Q:  What, do you dislike editors?

RENSE : No more than I dislike eating live lizards. Theoretically.  

Q:  (laughing) Why?

RENSE : Well, I’ve had some very good editors. I've had many who were every bit as incisive, bright, delicate, knowledgeable, and devoid of ego as, say, Dennis Rodman.

Q:  O-kayyyy. What is your writing method?

RENSE : I drive to a place in Gardena called The Tea Station. It’s a Taiwan joint, and reminds me of Taiwan, where I was fortunate enough to live for a while. I drink ‘Eight Treasures Chyrsanthemum tea,” which has a low dose of caffeine, and once it fires me up, I write for four or five hours in the afternoons.

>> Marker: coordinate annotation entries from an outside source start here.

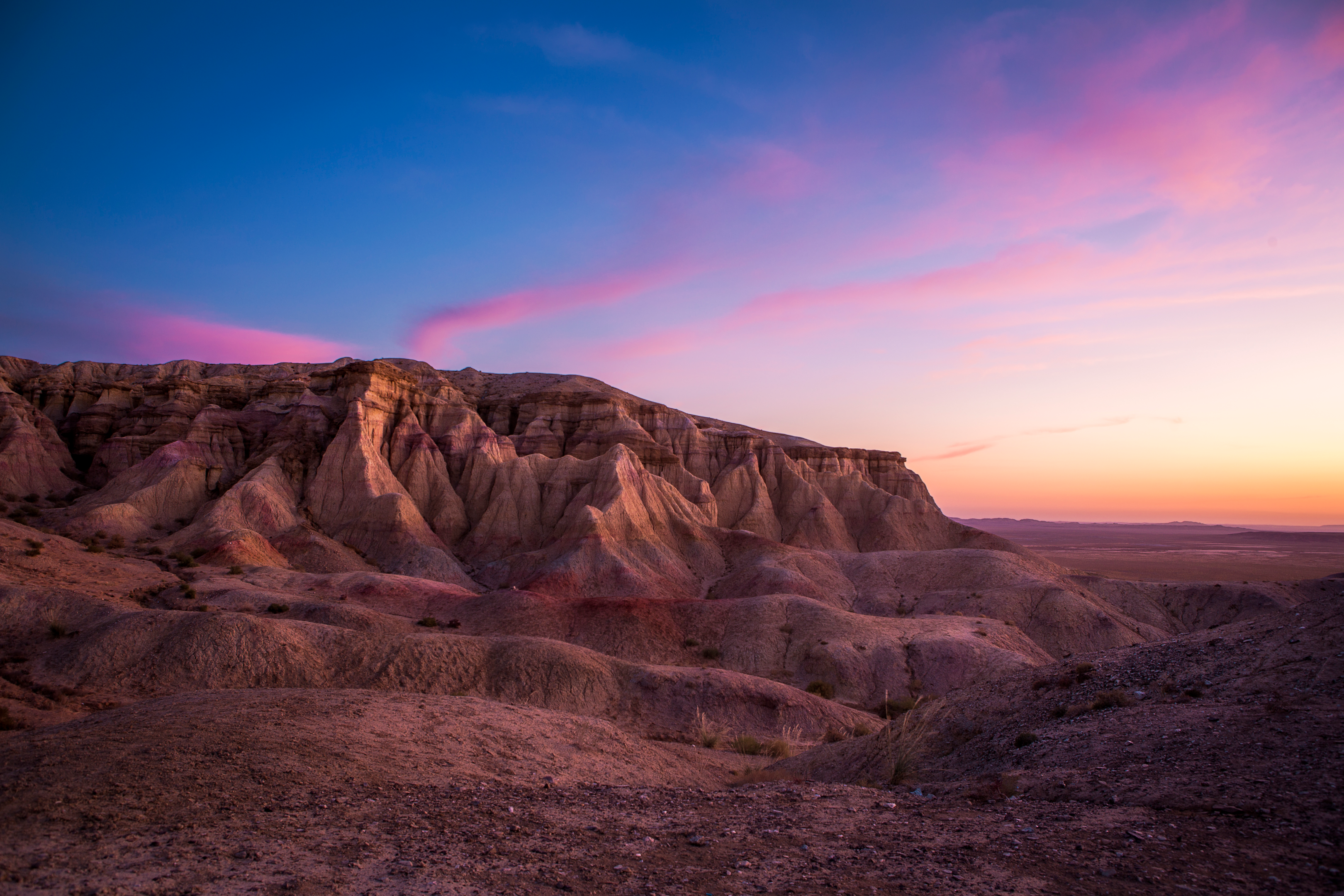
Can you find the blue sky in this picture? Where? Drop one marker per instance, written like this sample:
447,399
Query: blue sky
1015,242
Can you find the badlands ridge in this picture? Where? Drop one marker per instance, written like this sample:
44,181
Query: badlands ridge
541,546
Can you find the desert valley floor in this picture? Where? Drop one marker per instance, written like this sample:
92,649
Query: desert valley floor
371,628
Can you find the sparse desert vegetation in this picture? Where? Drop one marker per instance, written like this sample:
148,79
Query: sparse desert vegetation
808,683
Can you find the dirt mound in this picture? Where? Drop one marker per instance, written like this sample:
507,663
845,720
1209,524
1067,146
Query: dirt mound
1244,719
155,652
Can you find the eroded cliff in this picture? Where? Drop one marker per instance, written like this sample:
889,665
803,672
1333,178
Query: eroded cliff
560,484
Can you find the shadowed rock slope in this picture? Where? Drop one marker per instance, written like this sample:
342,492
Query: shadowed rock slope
600,554
561,484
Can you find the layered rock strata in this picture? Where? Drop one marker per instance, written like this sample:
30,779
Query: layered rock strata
560,484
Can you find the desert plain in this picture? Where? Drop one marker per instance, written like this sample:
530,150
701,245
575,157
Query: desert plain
375,628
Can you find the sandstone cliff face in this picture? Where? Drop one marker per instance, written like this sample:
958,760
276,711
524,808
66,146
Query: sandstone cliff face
560,484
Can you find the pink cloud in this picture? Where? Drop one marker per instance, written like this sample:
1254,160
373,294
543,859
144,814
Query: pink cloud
962,449
774,173
174,336
437,331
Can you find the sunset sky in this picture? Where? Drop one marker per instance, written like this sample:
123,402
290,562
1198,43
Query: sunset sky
1079,261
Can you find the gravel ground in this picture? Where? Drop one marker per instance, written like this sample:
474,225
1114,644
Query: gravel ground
780,838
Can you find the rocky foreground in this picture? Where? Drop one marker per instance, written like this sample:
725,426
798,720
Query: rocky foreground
370,626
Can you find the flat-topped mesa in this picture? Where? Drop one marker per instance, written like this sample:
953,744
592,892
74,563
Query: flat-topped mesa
523,479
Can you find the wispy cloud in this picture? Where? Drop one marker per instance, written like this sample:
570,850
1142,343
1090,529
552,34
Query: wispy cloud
435,334
963,449
117,328
573,45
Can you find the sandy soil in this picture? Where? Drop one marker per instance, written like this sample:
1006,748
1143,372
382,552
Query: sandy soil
1178,553
260,792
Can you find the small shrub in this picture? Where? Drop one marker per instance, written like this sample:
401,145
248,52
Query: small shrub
823,689
746,745
1108,699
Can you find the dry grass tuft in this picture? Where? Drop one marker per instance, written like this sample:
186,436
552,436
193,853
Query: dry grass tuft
823,689
911,739
760,777
1108,699
893,709
746,745
706,733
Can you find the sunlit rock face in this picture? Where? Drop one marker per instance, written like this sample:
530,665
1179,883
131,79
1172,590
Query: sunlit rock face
558,484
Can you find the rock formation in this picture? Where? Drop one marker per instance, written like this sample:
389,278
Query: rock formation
558,484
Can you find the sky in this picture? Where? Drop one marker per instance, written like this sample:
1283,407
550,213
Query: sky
1077,261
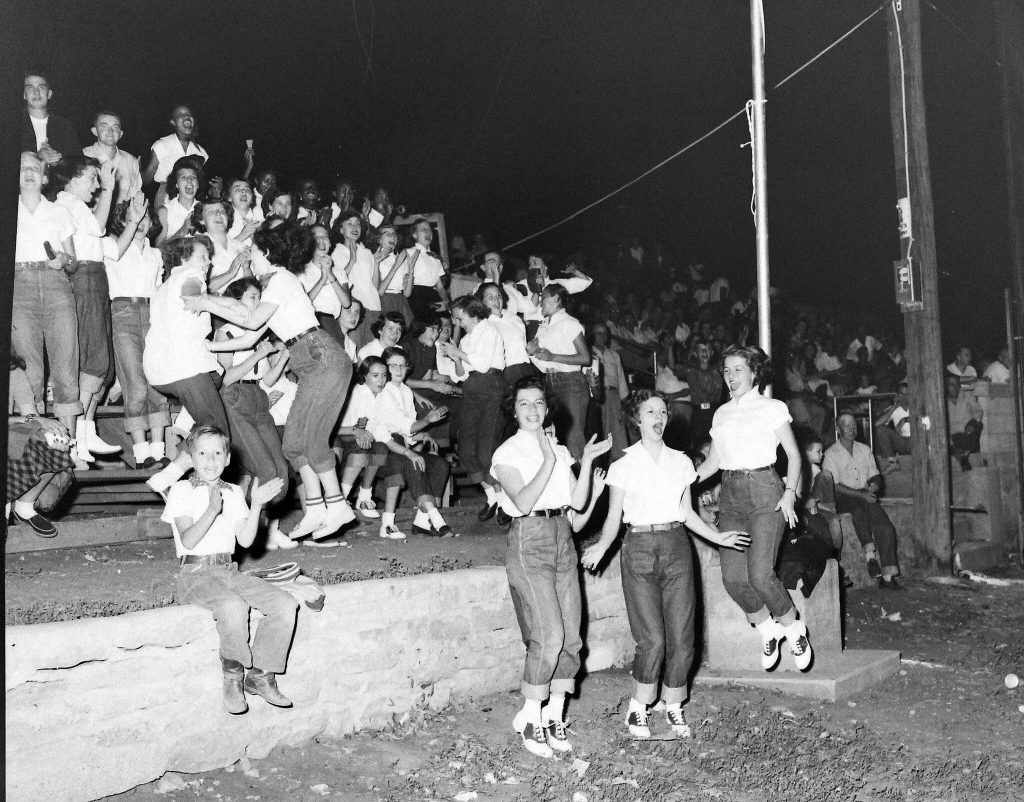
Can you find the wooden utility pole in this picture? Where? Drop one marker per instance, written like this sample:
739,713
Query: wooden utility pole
929,432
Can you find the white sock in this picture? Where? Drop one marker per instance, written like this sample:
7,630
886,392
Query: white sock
531,707
556,707
435,517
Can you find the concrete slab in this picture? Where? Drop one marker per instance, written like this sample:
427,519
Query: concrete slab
832,677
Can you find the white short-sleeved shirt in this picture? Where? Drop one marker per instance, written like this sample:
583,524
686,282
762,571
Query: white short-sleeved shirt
176,343
136,273
48,222
743,430
429,268
360,275
168,150
190,499
853,470
513,332
558,334
522,452
177,213
295,311
483,348
88,233
653,488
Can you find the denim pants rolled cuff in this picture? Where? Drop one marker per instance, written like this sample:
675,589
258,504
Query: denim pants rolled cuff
89,383
675,695
645,692
70,409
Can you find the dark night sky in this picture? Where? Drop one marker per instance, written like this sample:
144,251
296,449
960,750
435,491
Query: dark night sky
589,94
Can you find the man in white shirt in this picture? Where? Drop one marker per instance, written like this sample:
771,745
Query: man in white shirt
855,474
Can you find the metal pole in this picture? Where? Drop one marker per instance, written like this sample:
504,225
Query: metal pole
760,173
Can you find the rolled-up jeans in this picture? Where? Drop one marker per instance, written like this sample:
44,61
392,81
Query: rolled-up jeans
748,504
324,372
657,585
144,408
542,564
44,321
572,393
229,594
92,302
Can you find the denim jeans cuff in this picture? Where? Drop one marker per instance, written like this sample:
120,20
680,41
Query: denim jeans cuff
644,692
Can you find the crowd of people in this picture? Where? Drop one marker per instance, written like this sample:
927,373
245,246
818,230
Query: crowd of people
296,338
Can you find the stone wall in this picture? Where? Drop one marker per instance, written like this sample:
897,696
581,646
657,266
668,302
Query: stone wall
95,707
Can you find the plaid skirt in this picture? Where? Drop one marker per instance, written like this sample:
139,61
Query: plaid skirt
25,472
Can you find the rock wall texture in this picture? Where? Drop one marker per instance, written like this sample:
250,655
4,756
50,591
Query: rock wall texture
95,707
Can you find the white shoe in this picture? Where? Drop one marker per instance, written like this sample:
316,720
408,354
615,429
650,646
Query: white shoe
391,532
534,736
275,539
95,444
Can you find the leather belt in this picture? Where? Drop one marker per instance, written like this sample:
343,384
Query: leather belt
654,526
207,559
552,513
297,337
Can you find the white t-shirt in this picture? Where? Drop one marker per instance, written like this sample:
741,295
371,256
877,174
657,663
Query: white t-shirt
522,452
558,334
88,233
190,499
48,222
743,430
653,488
295,311
136,273
176,342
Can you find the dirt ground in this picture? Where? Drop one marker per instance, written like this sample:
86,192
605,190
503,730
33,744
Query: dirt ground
945,727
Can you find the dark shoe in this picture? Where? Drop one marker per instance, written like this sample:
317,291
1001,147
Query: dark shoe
235,698
264,683
486,511
42,526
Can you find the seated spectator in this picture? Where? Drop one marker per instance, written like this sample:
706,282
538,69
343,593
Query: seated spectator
856,479
998,371
892,429
965,415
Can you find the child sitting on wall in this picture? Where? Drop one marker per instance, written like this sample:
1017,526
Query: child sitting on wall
208,517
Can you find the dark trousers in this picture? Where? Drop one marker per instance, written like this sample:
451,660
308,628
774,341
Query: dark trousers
200,395
748,504
657,585
481,422
871,525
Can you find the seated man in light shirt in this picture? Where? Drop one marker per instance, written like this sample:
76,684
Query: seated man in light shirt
856,478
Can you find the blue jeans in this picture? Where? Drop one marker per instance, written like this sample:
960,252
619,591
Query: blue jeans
542,564
748,504
324,373
43,321
144,408
657,584
572,393
229,594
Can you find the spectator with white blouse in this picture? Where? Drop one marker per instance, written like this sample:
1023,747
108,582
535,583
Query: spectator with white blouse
133,272
650,491
745,434
479,362
560,351
86,190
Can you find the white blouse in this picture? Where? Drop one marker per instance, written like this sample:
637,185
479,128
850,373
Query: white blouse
743,430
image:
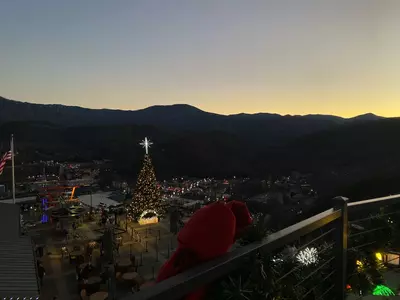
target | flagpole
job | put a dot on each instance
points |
(12, 166)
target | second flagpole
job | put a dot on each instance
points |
(12, 166)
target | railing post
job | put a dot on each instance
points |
(341, 246)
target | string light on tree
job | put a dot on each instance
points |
(308, 256)
(146, 143)
(147, 194)
(382, 290)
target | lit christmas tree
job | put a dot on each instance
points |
(147, 203)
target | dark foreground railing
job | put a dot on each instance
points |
(330, 227)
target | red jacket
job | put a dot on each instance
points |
(209, 233)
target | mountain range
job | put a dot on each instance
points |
(189, 141)
(272, 128)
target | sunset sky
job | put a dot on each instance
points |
(337, 57)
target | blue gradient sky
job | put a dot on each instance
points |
(227, 56)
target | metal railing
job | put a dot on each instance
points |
(333, 223)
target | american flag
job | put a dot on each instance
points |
(3, 160)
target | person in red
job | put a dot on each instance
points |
(209, 233)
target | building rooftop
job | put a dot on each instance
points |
(18, 276)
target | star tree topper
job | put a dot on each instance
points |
(146, 143)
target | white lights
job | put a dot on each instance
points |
(146, 143)
(308, 256)
(143, 221)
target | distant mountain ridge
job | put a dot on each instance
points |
(34, 108)
(260, 128)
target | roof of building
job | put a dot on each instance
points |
(9, 216)
(18, 276)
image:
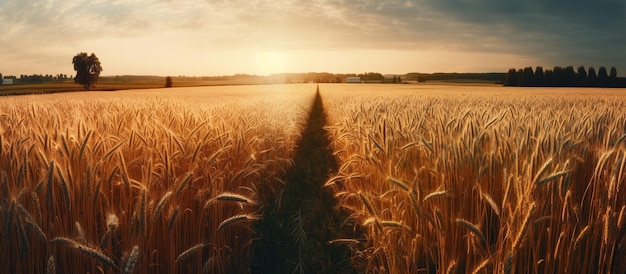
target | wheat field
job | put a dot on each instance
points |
(151, 181)
(480, 179)
(432, 179)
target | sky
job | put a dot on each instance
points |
(222, 37)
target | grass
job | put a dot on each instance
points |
(356, 178)
(130, 181)
(484, 179)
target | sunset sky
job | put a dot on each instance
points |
(221, 37)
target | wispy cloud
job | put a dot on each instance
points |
(554, 32)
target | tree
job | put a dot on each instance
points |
(511, 78)
(528, 77)
(613, 74)
(581, 76)
(592, 78)
(603, 76)
(539, 77)
(87, 69)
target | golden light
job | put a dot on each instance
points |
(269, 62)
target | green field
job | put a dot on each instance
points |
(335, 178)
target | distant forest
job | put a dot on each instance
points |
(564, 77)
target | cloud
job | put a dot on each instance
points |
(559, 33)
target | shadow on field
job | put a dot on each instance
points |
(299, 221)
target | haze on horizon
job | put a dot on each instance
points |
(219, 37)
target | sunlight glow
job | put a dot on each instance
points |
(269, 62)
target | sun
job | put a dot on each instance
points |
(269, 62)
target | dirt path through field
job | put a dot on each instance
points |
(299, 223)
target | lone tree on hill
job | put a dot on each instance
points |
(87, 69)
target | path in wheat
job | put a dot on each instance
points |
(300, 221)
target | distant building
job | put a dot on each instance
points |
(353, 80)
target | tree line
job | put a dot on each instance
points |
(564, 77)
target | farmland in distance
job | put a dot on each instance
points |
(424, 178)
(148, 181)
(481, 179)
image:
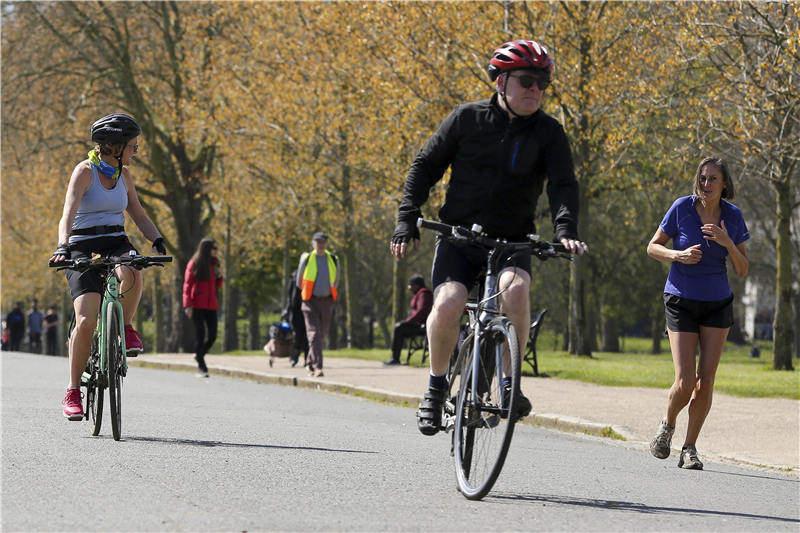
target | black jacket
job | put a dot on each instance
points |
(499, 167)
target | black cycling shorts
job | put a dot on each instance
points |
(91, 280)
(684, 314)
(464, 263)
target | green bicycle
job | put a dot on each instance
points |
(107, 365)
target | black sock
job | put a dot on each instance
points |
(438, 382)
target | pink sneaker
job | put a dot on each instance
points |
(133, 342)
(73, 410)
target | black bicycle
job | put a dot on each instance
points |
(485, 375)
(107, 364)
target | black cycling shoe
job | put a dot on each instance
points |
(522, 407)
(429, 414)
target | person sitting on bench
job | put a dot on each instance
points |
(414, 324)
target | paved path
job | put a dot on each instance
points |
(232, 455)
(755, 431)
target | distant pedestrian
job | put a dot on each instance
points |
(5, 339)
(317, 280)
(201, 281)
(51, 331)
(414, 324)
(706, 231)
(15, 320)
(293, 314)
(35, 322)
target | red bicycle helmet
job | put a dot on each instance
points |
(520, 54)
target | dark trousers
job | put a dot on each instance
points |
(403, 331)
(35, 342)
(52, 341)
(204, 319)
(16, 340)
(317, 313)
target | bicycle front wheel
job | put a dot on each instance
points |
(115, 368)
(484, 424)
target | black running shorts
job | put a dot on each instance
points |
(91, 281)
(688, 315)
(464, 263)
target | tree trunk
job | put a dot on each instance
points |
(656, 330)
(797, 322)
(66, 319)
(254, 333)
(231, 299)
(181, 338)
(158, 314)
(579, 342)
(610, 331)
(333, 336)
(344, 262)
(782, 324)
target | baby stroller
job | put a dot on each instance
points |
(281, 341)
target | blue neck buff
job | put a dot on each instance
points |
(104, 168)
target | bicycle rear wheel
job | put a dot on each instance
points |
(483, 426)
(94, 392)
(115, 368)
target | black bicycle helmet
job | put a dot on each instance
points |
(116, 128)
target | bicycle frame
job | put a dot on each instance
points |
(485, 310)
(110, 299)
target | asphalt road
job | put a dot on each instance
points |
(222, 454)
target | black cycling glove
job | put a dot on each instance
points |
(158, 246)
(62, 249)
(405, 232)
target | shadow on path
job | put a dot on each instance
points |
(774, 478)
(217, 443)
(629, 506)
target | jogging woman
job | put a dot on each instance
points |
(100, 190)
(707, 231)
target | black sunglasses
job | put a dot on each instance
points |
(526, 81)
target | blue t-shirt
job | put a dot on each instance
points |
(707, 280)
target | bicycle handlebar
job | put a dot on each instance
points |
(540, 248)
(136, 261)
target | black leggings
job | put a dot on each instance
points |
(204, 318)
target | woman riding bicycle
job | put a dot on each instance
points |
(100, 189)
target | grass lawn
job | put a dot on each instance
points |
(738, 374)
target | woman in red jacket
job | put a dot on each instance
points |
(200, 283)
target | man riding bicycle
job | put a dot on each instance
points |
(500, 152)
(100, 190)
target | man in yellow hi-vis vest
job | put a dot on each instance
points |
(317, 280)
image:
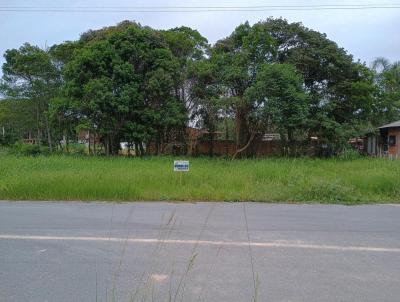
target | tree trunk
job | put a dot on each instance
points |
(46, 120)
(242, 130)
(244, 148)
(142, 152)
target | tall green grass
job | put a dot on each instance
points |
(362, 180)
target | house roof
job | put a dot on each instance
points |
(391, 125)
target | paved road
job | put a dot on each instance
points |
(198, 252)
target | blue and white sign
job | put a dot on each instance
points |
(181, 166)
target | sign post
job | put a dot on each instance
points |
(181, 166)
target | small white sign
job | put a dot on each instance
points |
(181, 166)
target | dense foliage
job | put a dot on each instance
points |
(134, 84)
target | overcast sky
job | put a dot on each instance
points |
(366, 34)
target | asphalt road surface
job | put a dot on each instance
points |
(198, 252)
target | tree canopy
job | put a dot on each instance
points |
(135, 84)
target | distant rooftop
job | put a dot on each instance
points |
(391, 125)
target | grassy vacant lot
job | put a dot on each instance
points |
(274, 180)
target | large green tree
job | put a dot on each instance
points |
(125, 80)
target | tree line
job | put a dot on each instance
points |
(135, 84)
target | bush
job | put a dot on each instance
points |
(29, 150)
(349, 154)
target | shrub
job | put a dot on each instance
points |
(29, 150)
(349, 154)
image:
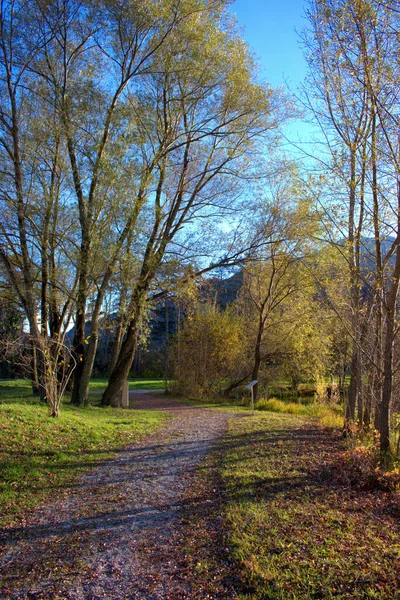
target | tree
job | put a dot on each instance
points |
(210, 346)
(122, 125)
(352, 48)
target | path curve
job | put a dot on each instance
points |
(112, 537)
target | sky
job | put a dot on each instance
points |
(269, 29)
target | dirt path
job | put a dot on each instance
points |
(121, 534)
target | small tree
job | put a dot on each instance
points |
(210, 346)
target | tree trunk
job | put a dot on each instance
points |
(113, 393)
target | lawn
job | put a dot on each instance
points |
(292, 530)
(41, 456)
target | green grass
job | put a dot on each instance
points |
(328, 415)
(42, 457)
(292, 534)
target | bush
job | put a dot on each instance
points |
(328, 416)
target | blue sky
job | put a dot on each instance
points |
(269, 29)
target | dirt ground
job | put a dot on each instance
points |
(128, 530)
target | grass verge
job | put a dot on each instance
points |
(293, 533)
(43, 457)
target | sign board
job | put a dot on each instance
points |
(250, 386)
(125, 395)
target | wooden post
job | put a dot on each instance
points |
(125, 395)
(250, 387)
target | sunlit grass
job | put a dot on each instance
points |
(328, 415)
(290, 533)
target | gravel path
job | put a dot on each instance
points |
(115, 536)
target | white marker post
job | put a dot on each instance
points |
(125, 395)
(250, 386)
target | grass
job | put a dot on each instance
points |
(41, 456)
(292, 532)
(328, 415)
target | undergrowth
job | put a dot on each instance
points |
(42, 456)
(293, 530)
(328, 415)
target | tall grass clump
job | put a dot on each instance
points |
(327, 415)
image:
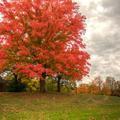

Q:  I meant your writing method, as in how do you come up with subject matter, form ideas, and so on.

RENSE : Ah. Some stories are based on real events, though changed, extrapolated, and some are made up.

Q:  Can you give an example of each?

RENSE : “The Lost Lid” is based on an actual event. Based on. “Uncle Ice Cream” is entirely made up except for the bare outline of the central character, who exists, or existed.

Q:  I loved "Uncle Ice Cream"---those two girlfriends, again, are so sweet!---and I loved “The Lost Lid!” It was funny, and touching---took you to another world. Where is that teahouse in England?

RENSE : To quote John Lennon, turn left at Greenland. Or right, I guess.

Q:  No, really.

RENSE : I made it up.

Q:  You made it up? There was so much detail, you must have visited some place like it.

RENSE : I wish. I’d like to be there right now. Seems like a good place to write.
 

Cordelia Wong-Rogers is a Santa Monica writer. Her books include "The Marquis Chimps: the Real Story," "Notes My Bulgarian Nanny Left Me," "Women Who Stood Erect," and "Tomorrow is Another Yesterday." She lives with her partner, a therapist specializing in parrots who have outlived their owners, and their two children, Zoe and Chloe.